> The prime factors of 13195 are 5, 7, 13 and 29.
>What is the largest prime factor of the number 600851475143 ?
Can anyone help me on this one? I'm learning C# and having a hard time grasping the logic here. I'm supposed to calculate prime numbers first right? But I just can't find a good formula for that
This isn't homework or anything, just something I'm taking up in my spare time.
Watch Numberphile on YouTube for this kind of problems solved fun way. James Grime is my hero.
make an array on n numbers from 2 to the numer you want - 1,then if a number divides n then every a*k in the array is turned into a zero, then go to the next non-zero number and repeat the process, if you want instead of the array being from 1 to n make it from 1 to sqrt(n)
after the process the array has the factors of the number.
>implying Sup Forums doesn't know about project Euler
naive algorithm for prime factorization would be (sorry don't know C#)
def factorize(num):
primes = list()
while num != 1:
for i in range(2, int(num+1)):
if num % i == 0:
primes.append(i)
num /= i
break
return primes
print(factorize(600851475143))
>[71, 839, 1471, 6857]
what? I put a picture of the man on the thread...
Nice one, thanks. I'll try to convert this to code tomorrow
Looks good, I understand everything but 'num /= 1' (divide equals??)
that's 'i', not 1. The /= is division, similar to += for addition.
nun /= i is same as num = num / i
$ /usr/bin/factor 600851475143
600851475143: 71 839 1471 6857
Part of the GNU coreutils
Here is the code btw
void factors(long n) {
int j;
long sieve = sqrt(n) +1;
int c = 0;
int *arr = new int[sieve];
for (int i = 0; i < sieve; i++) arr[i] = i + 2;
for (int i = 0; i < sieve; i++) {
if (arr[i] != 0) {
if (n % arr[i] == 0) {
c++;
j = arr[i]+i;
while (j < sieve) {
arr[j] = 0;
j+=arr[i];
}
} else arr[i] = 0;
}
}
for (int i = 0; i < sieve; i++) {
if (arr[i] != 0) {
cout
Neat
>just make an array with 600 billion elements
Use a sieve and run it for a week :^)
>he can't make an array of 77459 elements
Man your solution runs way quicker, I had a bad approach doing something akin to fin the prime numbers.
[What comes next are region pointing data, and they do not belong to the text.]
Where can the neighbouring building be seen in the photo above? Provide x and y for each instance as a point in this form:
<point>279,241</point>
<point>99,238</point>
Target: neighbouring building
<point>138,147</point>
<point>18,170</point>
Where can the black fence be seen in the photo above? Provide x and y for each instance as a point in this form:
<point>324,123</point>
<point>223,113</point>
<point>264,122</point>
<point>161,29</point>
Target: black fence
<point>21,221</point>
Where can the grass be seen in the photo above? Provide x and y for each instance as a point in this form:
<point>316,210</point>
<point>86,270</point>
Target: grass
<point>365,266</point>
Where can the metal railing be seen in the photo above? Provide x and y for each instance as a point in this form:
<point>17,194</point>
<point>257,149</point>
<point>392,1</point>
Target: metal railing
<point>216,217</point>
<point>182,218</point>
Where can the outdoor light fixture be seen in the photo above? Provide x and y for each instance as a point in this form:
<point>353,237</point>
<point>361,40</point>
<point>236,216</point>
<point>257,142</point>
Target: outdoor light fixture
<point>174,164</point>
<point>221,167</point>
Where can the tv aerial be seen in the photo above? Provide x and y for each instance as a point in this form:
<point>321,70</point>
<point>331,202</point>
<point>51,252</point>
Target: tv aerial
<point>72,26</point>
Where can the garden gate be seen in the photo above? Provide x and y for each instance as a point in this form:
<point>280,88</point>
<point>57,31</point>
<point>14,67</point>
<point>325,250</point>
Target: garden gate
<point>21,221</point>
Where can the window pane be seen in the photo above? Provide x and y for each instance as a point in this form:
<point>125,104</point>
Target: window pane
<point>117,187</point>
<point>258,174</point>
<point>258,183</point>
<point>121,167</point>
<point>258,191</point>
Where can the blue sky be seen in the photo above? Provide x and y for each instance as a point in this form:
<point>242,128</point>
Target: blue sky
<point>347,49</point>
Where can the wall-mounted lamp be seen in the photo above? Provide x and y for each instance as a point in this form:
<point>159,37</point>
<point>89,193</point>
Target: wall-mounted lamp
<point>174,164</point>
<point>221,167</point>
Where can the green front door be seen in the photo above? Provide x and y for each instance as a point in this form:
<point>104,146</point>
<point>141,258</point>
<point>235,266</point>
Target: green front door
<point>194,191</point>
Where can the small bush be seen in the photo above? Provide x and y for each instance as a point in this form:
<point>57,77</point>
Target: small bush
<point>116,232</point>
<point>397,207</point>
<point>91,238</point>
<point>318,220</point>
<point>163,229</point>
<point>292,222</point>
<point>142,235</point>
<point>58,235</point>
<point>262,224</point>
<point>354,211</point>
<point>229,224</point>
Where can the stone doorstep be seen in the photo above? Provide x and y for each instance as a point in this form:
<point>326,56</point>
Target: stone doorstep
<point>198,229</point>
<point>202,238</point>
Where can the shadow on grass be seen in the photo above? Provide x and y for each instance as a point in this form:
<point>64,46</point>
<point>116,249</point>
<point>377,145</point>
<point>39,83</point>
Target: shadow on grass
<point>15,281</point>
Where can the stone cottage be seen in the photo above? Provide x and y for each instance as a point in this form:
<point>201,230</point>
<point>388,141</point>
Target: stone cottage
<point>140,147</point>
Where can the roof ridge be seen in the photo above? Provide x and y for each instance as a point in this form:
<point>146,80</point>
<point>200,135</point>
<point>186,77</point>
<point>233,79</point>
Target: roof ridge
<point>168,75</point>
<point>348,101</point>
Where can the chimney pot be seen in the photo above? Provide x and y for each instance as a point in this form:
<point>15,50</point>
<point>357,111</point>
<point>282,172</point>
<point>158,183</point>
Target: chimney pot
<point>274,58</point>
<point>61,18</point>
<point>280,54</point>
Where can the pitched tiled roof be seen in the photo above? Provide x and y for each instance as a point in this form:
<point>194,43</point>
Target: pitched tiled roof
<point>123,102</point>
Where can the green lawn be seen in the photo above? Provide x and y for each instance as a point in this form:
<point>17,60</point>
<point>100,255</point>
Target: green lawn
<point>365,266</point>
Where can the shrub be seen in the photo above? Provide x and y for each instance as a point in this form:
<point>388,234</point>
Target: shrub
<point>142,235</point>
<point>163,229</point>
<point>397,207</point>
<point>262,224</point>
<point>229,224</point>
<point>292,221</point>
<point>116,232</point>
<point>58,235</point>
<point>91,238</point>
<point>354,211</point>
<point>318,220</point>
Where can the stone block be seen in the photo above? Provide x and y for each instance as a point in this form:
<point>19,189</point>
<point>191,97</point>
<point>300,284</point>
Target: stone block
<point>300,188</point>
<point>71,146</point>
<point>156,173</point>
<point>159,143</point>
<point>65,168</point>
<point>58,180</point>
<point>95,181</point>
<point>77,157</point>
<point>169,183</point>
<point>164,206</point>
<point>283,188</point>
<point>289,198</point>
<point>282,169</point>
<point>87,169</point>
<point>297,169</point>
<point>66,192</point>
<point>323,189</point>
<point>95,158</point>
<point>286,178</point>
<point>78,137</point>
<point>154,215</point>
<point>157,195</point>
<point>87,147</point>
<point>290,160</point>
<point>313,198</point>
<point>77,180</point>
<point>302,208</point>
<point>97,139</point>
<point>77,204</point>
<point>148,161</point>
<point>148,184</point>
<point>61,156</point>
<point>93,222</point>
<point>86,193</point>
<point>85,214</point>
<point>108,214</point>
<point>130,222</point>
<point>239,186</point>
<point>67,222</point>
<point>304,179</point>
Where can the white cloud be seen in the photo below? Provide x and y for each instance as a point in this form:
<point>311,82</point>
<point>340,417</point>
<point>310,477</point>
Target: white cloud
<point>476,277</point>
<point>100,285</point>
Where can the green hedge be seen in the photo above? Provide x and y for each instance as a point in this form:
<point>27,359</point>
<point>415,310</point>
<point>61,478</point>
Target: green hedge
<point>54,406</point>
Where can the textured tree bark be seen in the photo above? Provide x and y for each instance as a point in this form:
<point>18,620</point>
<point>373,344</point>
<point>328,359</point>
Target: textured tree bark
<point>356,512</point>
you don't need to verify until n. Remember there are no prime factors higher than sqrt(n).
>the modulo operator
its that simple.
Fundamental theorem of arithmetic is your friend.
I'll take a look, thanks.
What if n is prime?
Project Euler thread?
Pic related is me, I've been doing them on and off since the begining of summer or so.
I like using the earlier problems as an introduction to new languages, it's like the mathematical equivalent of Hello world.
You can do from 2 to N/2 - 1, because there will be no prime factors from N/2 to N. Depending on the other factors involved, you could dynamically shrink the upper bound of the factor check.
Some sieve of Erathostenes -even an imperfect one- will do.